Eduardo Catroga lamentou que no caso de alguns dos grandes projectos "o risco vá ficar do lado dos contribuintes", o que agrava as condições de competitividade da economia, o seu crescimento e o bem-estar das populações.



"Nos últimos 10 a 15 anos temos assistido a uma trajectória de um país insustentável do ponto de vista do endividamento público e do endividamento privado, apresentando um crescimento económico miserável", justificou Eduardo Catroga.

Neste sentido, "é tempo de mudar de vida.

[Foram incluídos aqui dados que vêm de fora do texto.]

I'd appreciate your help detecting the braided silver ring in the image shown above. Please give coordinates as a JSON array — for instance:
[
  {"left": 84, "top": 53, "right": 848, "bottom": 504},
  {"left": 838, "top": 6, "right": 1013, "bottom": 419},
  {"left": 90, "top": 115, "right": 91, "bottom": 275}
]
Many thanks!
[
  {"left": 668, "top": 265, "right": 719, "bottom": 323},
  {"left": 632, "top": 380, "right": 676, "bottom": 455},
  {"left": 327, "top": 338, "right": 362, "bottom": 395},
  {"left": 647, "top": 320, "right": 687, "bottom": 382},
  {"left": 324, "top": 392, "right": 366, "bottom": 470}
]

Não se trata de ser contra as grandes obras públicas, mas se o risco fica do lado do contribuinte o que acontecer é um agravamento, a partir de 2013, ainda maior da nossa situação financeira", acrescentou.

Questionado pelos jornalistas pela sua presença na reunião da próxima segunda feira com o Presidente da República, Cavaco Silva, o antigo ministro das Finanças explicou que o encontro visa sensibilizar a opinião pública e política para as consequências de se prosseguir por esta via: "Nós por este caminho não vamos lá e está-se a ver o que aconteceu com a Grécia", adiantou.

Segundo Catroga, "os políticos não podem ser vendedores de ilusões", enfatizando que Portugal tem de combater o défice orçamental, corrigir o défice externo, aumentar a competitividade e criar riqueza.

Entre os premiados do 'Best Leader Awards 2010' conta-se o presidente da EFACEC, Luís Filipe Pereira que foi galardoado com a distinção de 'Líder na Internacionalização' e o presidente executivo da Wedo Techenologies, Rui Paiva, com o galardão de 'Líder das Novas Tecnologias', bem como o presidente da Aicep Portugal Global, Basílio Horta, com o título de 'Líder na Gestão de Empresa Pública'.